On a tiré sur… le New-York Times !

95 ans que le géant américain n’avait pas publié d’édito en Une, ce fut chose faite ce samedi 5 décembre. En effet, suite aux attentats de San Bernardino datant du mercredi 2 décembre et ayant fait 14 morts, le troisième quotidien le plus lu aux États-Unis a décidé d’élever sa voix contre la circulation d’armes à feu dans le pays. Un véritable tollé communicationnel.
L’acte barbare qui a fait bondir les journalistes
L’acte a été perpétré par un couple, agissant sous l’effet de la propagande de l’État Islamique, au moyen d’armes à feu. Dans les colonnes des quotidiens américains, notamment du Huffington Post, celles-ci sont décrites comme un véritable “arsenal de guerre”.
Trois jours plus tard, c’est contre ces mêmes armes, que les civils peuvent se procurer de façon légale aux États-Unis, que la voix des journalistes du New York Times s’élève. “C’est un scandale et une honte nationale que des civils puissent acheter légalement des armes destinées spécifiquement à tuer des personnes avec une rapidité et une efficacité brutale”, peut-on lire en première page du journal.
Le Times new-yorkais prend pour cible les élus, qu’il juge trop laxistes face à la question du port d’armes au sein du pays. En effet, Barack Obama, durant ses deux mandats consécutifs, n’aura jamais su faire accepter le renforcement d’un ensemble des lois sur les armes. Sans parler des sympathisants républicains, à la tête du Congrès, qui reçoivent pour la plupart un soutien financier tout droit venu du lobby des armes, la NRA (National Rifle Association), et qui n’ont donc aucun intérêt à voir ces lois se consolider. Rappelons que les armes à feu font en moyenne 300 victimes et blessés par jour aux États-Unis.

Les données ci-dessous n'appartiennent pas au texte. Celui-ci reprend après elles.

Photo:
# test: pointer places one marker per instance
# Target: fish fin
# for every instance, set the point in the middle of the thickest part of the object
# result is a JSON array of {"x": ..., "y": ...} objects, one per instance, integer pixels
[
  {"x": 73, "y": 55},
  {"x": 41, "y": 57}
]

Une prise de position se transforme en couac…
Malheureusement, si la prise de position du quotidien sur le sujet est tout à fait recevable, celui-ci multiplie les erreurs et décrédibilise alors son propre édito, le laissant, désarmé, aux mains de ses détracteurs.
Le premier problème se trouve sur le fond. Ainsi, le Huffington Post reproche à son concurrent son manque de courage quant à sa prise de position. En effet, le terme d’interdiction des armes à feu n’est à aucun moment mentionné dans l’édito, et c’est pourtant ce que le New York Times prône. Par ailleurs, le journal se trompe de cible en pointant du doigt les armes à feu, puisque la plupart des tueries aux USA ne sont pas perpétrées par ce type d’armes, mais bien par les armes de poing.
Erick Erickson, commentateur sur la chaîne CNN, s’est montré plus agressif en critiquant la forme: il a tiré sur la Une, invoquant un cruel manque de profondeur, avant de poster la photo sur Twitter. Il qualifie l’édito de “creux” et se vante d’avoir ajouté quelques trous à la page. Ainsi criblée de balles, la Une du journal prend l’allure d’un torchon.
 

Enfin, les quotidiens américains s’accordent pour remettre en cause l’efficacité d’une telle démarche. Pour rappel, lorsque le New York Times publie en 1920 un édito en Une, celui-ci a pour but de décrédibiliser la candidature du républicain Warren G. Harding à la Maison Blanche. Ce dernier finira par remporter les élections.
Cette façon de procéder semble donc trop cavalière et trop brutale pour avoir un réel impact en terme de communication. The Daily Beast écrit ainsi “Apparemment même le New York Times pense devoir gueuler pour être entendu.”. La qualité de l’information s’efface sous le poids de la colère.
Une cause pourtant bien défendue… par les autres.
Si le New York Times rate cette fois sa cible, la cause en a inspiré d’autres, notamment l’organisation MomsDemandAction, formée par des parents craignant pour la sécurité de leurs enfants dans les lieux publics, notamment à l’école. Cette association s’est implantée dans chacun des 50 états américains.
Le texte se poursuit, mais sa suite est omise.